9News reported that Jason Bernard Kennison began experiencing engineering difficulties causing him to run out of oxygen while climbing 450 metres down the mountain in an area called 'The Balcony'.
The 40-year-old had successfully reached Everest's 8,849 metre peak before things took a turn for the worst.
A guide told AFP they noticed the man began behaving abnormally while descending.
“Since the oxygen cylinders that they had with them were running out, they decided to descend to Camp 4 hoping to climb back again with oxygen cylinders to rescue him,” Asian Trekking chief Dawa Steven Sherpa said.
Two guides managed to descend without risking their lives, but Kennison refused to move, and his remains are still on the mountain.
“It was high wind and bad weather that prevented them [from] going back to bring him down.

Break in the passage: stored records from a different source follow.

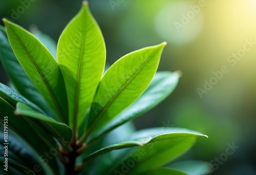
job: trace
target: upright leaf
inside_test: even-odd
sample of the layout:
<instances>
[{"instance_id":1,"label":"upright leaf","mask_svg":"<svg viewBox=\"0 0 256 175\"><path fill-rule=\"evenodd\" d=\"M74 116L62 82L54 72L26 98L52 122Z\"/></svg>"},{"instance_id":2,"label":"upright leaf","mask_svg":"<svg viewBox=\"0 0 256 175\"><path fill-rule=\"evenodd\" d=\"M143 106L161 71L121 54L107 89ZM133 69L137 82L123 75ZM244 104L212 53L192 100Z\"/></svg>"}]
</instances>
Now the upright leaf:
<instances>
[{"instance_id":1,"label":"upright leaf","mask_svg":"<svg viewBox=\"0 0 256 175\"><path fill-rule=\"evenodd\" d=\"M41 32L35 25L30 28L31 33L34 34L51 52L55 59L57 59L57 43L49 36Z\"/></svg>"},{"instance_id":2,"label":"upright leaf","mask_svg":"<svg viewBox=\"0 0 256 175\"><path fill-rule=\"evenodd\" d=\"M48 116L53 117L51 109L18 62L7 36L1 31L0 60L5 72L18 92L42 109Z\"/></svg>"},{"instance_id":3,"label":"upright leaf","mask_svg":"<svg viewBox=\"0 0 256 175\"><path fill-rule=\"evenodd\" d=\"M69 124L75 130L92 102L105 60L102 35L87 3L61 34L57 57L68 92Z\"/></svg>"},{"instance_id":4,"label":"upright leaf","mask_svg":"<svg viewBox=\"0 0 256 175\"><path fill-rule=\"evenodd\" d=\"M108 70L92 105L88 133L98 130L142 94L156 73L165 45L163 42L132 52Z\"/></svg>"},{"instance_id":5,"label":"upright leaf","mask_svg":"<svg viewBox=\"0 0 256 175\"><path fill-rule=\"evenodd\" d=\"M141 96L101 129L92 134L88 143L102 137L116 127L142 115L165 99L178 84L177 73L157 72L148 87Z\"/></svg>"},{"instance_id":6,"label":"upright leaf","mask_svg":"<svg viewBox=\"0 0 256 175\"><path fill-rule=\"evenodd\" d=\"M59 121L67 122L66 91L57 62L33 35L6 19L4 22L9 40L20 65L56 118Z\"/></svg>"}]
</instances>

He died at the Balcony area," Sherpa added.
The Aussie set out on his expedition to Everest after relearning how to walk again.
He suffered multiple broken bones and a spinal cord injury from a road accident in 2006 and was told he might not be able to walk.
His epic climb aimed to raise funds for Spinal Cord Injuries Australia to help others in similar predicaments.
Before he left to conquer the summit, Kennison described the adventure as 'an ambitious feat that I would never have dreamed of, or thought was possible after once being told that I would not be able to walk'.
There have been 310 recorded deaths on Mount Everest.
During an acclimatisation ascent earlier this month, a retired US doctor, Jonathan Sugarman, died in Camp II at approximately 6,400m of elevation.
"He was feeling unwell and passed away at Camp 2. Efforts are underway to bring (back) his body," Pasang Tshering Sherpa of Beyul Adventure said at the time, as per Outside.
It came after three Nepali sherpas went missing after an avalanche hit the mountain.
According to The Kathmandu Post, while the team was climbing, a massive ice sheet of more than 50 metres was hurled down Everest, below Camp 1 at 5,700 metres, leading the three Sherpa guides to be buried underneath.
The missing Sherpas were identified as Themwa Tenzing Sherpa, Lakpa Rita Sherpa and Badure Sherpa.
An Everest base camp coordinator of the Himalayan Rescue Association, Lakpa Norbu Sherpa, said that the likelihood of finding them was 'very slim', according to NDTV.